Mr. Wilson served on the board of St. Paul’s School and oversaw the rebuilding of the school’s chapel after it was destroyed in a 1990 fire. Other board memberships included Centreville National Bank, now Shore United Bank, Chesapeake Bay Environmental Center, Eastern Shore Land Conservancy and the Urban Land Institute.
Frank E. Mason III, an Easton resident, was a colleague of Mr. Wilson’s on the Shore Bancshares board.
“We discussed our love of the Maryland Terrapins and became fast friends a decade ago. He also took me under his wing and became my business mentor,” said Mr. Mason, president and CEO of Jasco, manufacturer of analytical instrumentation for the scientific research community.
“John always had a positive attitude. It was part of his nature. When he walked into a room, he made you believe that you could do more and be more,” Mr. Mason said. “He had a unique way of accessing situations and how they could be beneficial to all parties. He was a true visionary, and I’ve lost a true friend. His loss will be felt.”
Said Ms. Wilson: “Even when he was taking radiation treatments, he was still going to work and planning the next project.”
“He still had lots of things in the works,” Mr. Mason said.
Mr. Wilson enjoyed playing golf and vacationing with Judge Niemeyer and their wives.
“He liked playing golf and we liked talking business. He was a good bogey golfer. I liked talking about his business and he enjoyed talking about my cases,” Judge Niemeyer said. “When you play golf with a person, you see their real character, and John was a good guy.”

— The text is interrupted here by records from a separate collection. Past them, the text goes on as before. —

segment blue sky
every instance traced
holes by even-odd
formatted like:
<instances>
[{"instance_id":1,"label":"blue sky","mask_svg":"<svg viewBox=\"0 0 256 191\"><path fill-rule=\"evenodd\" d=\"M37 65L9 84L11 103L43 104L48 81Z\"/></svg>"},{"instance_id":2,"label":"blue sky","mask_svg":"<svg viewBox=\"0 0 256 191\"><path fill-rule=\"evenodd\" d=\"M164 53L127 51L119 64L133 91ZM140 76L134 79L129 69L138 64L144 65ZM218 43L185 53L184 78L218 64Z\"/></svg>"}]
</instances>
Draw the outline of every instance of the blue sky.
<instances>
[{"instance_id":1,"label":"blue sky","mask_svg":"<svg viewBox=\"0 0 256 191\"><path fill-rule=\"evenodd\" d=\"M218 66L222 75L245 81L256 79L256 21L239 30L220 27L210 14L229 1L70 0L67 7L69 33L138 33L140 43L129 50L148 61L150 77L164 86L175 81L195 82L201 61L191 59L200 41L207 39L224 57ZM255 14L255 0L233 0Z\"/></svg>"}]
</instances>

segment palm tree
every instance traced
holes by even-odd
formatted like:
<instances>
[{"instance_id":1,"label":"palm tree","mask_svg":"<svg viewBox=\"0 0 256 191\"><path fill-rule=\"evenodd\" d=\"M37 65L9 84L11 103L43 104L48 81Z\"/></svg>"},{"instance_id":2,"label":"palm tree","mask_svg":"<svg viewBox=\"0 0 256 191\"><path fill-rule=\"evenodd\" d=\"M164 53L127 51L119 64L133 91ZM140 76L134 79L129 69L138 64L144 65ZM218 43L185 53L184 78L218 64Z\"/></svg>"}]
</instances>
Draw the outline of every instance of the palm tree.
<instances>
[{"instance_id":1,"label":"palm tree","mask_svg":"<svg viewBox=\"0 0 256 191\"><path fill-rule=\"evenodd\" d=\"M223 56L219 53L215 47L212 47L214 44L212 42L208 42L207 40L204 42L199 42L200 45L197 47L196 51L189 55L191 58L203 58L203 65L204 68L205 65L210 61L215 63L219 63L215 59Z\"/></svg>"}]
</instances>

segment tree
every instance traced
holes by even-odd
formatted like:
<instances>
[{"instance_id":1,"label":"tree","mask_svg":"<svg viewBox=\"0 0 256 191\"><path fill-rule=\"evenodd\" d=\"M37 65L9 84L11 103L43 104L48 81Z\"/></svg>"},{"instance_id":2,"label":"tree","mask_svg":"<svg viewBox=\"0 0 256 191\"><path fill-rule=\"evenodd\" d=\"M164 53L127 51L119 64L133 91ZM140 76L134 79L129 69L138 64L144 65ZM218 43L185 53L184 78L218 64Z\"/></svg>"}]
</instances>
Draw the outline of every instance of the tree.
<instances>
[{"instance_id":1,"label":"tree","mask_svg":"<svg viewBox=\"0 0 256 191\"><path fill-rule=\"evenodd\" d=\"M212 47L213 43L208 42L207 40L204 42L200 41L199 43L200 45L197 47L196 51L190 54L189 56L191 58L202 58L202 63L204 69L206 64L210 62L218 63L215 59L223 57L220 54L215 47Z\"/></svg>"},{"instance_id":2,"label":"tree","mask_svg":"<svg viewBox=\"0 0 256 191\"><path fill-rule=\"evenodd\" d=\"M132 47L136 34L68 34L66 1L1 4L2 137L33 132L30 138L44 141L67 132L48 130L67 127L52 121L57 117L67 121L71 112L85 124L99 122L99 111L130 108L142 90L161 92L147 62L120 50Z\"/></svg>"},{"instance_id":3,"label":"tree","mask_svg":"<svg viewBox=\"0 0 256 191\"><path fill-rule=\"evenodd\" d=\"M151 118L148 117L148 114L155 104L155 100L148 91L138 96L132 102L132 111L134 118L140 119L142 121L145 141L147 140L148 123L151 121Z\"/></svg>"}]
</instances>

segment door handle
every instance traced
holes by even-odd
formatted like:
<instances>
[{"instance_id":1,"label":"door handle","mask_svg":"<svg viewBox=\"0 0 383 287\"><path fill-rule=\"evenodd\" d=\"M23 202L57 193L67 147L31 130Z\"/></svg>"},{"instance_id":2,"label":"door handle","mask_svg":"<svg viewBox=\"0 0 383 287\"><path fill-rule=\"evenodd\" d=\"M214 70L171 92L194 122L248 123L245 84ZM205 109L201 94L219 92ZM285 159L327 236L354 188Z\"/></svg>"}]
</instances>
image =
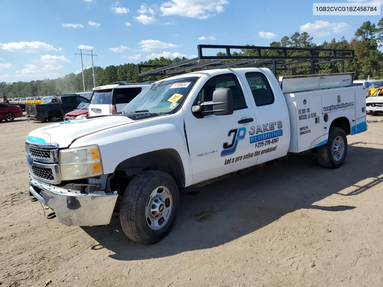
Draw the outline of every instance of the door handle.
<instances>
[{"instance_id":1,"label":"door handle","mask_svg":"<svg viewBox=\"0 0 383 287\"><path fill-rule=\"evenodd\" d=\"M238 124L247 124L248 122L251 122L253 121L254 121L254 119L252 117L249 119L244 119L238 121Z\"/></svg>"}]
</instances>

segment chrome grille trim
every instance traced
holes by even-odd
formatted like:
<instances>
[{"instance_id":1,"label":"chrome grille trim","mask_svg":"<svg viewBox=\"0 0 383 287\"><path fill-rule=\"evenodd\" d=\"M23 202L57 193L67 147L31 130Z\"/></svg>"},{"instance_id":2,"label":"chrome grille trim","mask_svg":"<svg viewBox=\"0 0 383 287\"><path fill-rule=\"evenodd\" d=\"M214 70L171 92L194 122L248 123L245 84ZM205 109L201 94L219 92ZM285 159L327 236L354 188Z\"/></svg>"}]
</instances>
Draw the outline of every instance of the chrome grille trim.
<instances>
[{"instance_id":1,"label":"chrome grille trim","mask_svg":"<svg viewBox=\"0 0 383 287\"><path fill-rule=\"evenodd\" d=\"M38 148L25 144L25 154L38 161L55 163L59 161L59 150Z\"/></svg>"},{"instance_id":2,"label":"chrome grille trim","mask_svg":"<svg viewBox=\"0 0 383 287\"><path fill-rule=\"evenodd\" d=\"M36 143L25 141L27 161L31 176L46 183L57 184L61 182L59 170L58 145ZM32 160L31 160L31 159Z\"/></svg>"},{"instance_id":3,"label":"chrome grille trim","mask_svg":"<svg viewBox=\"0 0 383 287\"><path fill-rule=\"evenodd\" d=\"M31 175L43 182L57 184L61 182L57 164L49 165L33 161L31 165L28 166Z\"/></svg>"}]
</instances>

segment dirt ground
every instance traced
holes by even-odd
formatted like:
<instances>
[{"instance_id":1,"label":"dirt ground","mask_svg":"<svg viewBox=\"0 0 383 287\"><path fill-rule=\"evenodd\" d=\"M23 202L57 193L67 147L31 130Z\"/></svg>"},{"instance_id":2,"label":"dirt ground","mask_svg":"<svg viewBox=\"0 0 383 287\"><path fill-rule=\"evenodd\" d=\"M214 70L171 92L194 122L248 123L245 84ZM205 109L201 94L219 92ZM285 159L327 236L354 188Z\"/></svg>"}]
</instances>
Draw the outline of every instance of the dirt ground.
<instances>
[{"instance_id":1,"label":"dirt ground","mask_svg":"<svg viewBox=\"0 0 383 287\"><path fill-rule=\"evenodd\" d=\"M0 122L0 285L383 286L383 117L368 119L337 170L304 153L185 191L172 231L150 246L116 218L46 219L27 191L24 140L49 123Z\"/></svg>"}]
</instances>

“I’ve enjoyed the full spectrum,” Mr. Wilson said in the What’s Up Media article. “So whether it’s developing a marina and seeing boats in the slips or, like with the beach club, seeing a family actually having a wedding ceremony … that journey from A to B is what I enjoy.”
Due the current pandemic, plans for services are incomplete.
In addition to his wife of 50 years, Wilson is survived by his brother, Richard Wilson of West Lebanon, New Hampshire, and eight nieces and nephews.